Question-50
Let \(\{x_{1} ,x_{2} ,x_{3} ,x_{4} ,x_{5}\}\) be a set of orthonormal vectors in \(\mathbb{R}^{10}\). Consider the matrix \(A=x_{1} x_{1}^{T} +\cdots +x_{5} x_{5}^{T}\). Which of the following statements is/are correct?
Let us extend \(\{x_{1} ,\cdots ,x_{5}\}\) to an orthonormal basis \(\{x_{1} ,\cdots ,x_{5} ,x_{6} ,\cdots ,x_{10}\}\) for \(\mathbb{R}^{10}\). Now, we can express \(A\) as:
\[ A=1\cdot x_{1} x_{1}^{T} +\cdots +1\cdot x_{5} x_{5}^{T} +0\cdot x_{6} x_{6}^{T} +\cdots +0\cdot x_{10} x_{10}^{T} \]
Setting \(Q=\begin{bmatrix} | & & |\\ x_{1} & \cdots & x_{10}\\ | & & | \end{bmatrix}\) and \(D=\begin{bmatrix} I & 0\\ 0 & 0 \end{bmatrix}\), where \(D\) is a block diagonal matrix with each entry being a square matrix of order \(5\), we see that \(A=QDQ^{T}\). Next, note that each \(x_{i}\) is an eigenvector of \(A\) because \(Ax_{i} =\lambda _{i} x_{i}\), where \(\lambda =1\) or \(\lambda =0\). Therefore, what we have is an eigen-decomposition of \(A\). In fact, we also see that \(A^{T} A=AA^{T} =A\). We can also conclude that \(A=QDA^{T}\) is the singular value decomposition of \(A\). In summary:
\(A\) has the same singular/eigenvalues which are either \(1\) or \(0\)
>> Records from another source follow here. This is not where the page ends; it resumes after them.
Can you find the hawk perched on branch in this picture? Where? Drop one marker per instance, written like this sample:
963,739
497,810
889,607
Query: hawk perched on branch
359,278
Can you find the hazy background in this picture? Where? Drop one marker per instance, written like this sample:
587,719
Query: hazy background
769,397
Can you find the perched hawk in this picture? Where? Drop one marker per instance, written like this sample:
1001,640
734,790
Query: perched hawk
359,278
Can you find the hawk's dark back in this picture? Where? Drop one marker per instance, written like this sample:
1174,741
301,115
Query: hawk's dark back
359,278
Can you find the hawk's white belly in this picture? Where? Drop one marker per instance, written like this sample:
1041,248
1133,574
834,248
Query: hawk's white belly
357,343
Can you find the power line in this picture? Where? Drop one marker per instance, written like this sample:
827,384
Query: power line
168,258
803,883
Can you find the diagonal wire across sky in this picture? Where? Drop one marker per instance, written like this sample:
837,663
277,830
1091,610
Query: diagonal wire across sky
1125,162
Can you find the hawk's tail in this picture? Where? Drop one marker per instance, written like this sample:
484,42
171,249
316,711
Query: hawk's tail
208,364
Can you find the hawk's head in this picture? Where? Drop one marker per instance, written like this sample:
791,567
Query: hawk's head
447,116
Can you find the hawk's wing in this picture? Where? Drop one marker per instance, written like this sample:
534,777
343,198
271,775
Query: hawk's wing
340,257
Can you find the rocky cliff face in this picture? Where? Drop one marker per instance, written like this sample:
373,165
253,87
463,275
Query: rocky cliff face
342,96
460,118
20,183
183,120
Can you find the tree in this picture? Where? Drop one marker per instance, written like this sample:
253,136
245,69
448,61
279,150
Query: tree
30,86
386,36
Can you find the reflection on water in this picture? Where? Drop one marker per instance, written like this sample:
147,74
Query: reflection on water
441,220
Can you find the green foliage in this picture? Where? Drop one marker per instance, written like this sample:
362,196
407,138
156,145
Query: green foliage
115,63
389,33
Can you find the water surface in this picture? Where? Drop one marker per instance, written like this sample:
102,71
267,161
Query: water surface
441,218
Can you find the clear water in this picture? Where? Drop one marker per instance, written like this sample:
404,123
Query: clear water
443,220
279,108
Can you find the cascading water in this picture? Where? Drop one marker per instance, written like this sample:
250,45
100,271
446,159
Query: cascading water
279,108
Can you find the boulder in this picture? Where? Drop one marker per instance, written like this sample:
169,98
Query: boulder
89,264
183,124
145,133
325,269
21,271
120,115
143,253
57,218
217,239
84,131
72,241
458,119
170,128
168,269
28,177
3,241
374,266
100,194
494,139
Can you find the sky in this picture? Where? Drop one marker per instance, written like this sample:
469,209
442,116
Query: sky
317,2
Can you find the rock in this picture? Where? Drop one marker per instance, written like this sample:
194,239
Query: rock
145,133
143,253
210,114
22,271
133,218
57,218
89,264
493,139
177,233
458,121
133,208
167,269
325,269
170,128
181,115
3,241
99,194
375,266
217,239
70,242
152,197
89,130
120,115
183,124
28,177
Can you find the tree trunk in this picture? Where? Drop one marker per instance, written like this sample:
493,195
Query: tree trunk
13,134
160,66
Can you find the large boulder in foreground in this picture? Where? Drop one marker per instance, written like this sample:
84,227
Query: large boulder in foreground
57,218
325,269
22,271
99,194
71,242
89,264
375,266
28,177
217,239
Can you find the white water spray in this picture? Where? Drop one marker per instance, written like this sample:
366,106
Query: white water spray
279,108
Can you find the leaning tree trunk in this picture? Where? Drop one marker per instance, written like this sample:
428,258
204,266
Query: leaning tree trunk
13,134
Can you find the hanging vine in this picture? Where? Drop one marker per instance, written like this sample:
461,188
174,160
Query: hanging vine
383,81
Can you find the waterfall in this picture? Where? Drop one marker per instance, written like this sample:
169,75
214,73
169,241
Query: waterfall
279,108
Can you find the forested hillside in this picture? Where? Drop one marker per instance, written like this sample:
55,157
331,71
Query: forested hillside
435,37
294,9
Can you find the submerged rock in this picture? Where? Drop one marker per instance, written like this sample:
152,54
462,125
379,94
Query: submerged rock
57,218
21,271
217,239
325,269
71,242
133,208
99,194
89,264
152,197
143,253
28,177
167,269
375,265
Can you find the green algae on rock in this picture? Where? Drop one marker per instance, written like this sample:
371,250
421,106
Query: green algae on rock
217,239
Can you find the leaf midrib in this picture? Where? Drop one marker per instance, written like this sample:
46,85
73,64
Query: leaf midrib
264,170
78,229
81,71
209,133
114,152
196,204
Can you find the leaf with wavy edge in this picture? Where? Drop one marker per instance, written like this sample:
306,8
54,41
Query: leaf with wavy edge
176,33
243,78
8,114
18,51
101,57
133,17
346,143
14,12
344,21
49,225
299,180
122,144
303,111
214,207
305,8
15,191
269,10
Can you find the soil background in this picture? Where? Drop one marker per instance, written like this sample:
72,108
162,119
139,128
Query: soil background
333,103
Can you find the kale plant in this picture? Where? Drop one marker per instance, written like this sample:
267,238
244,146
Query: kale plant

Since \(0\) is an eigenvalue, \(A\) is neither invertible nor is its determinant \(1\).
As an additional note, we see that \(A\) is actually a projection matrix. It projects points in \(\mathbb{R}^{10}\) onto the span of the vectors \(\{x_{1} ,\cdots ,x_{5}\}\).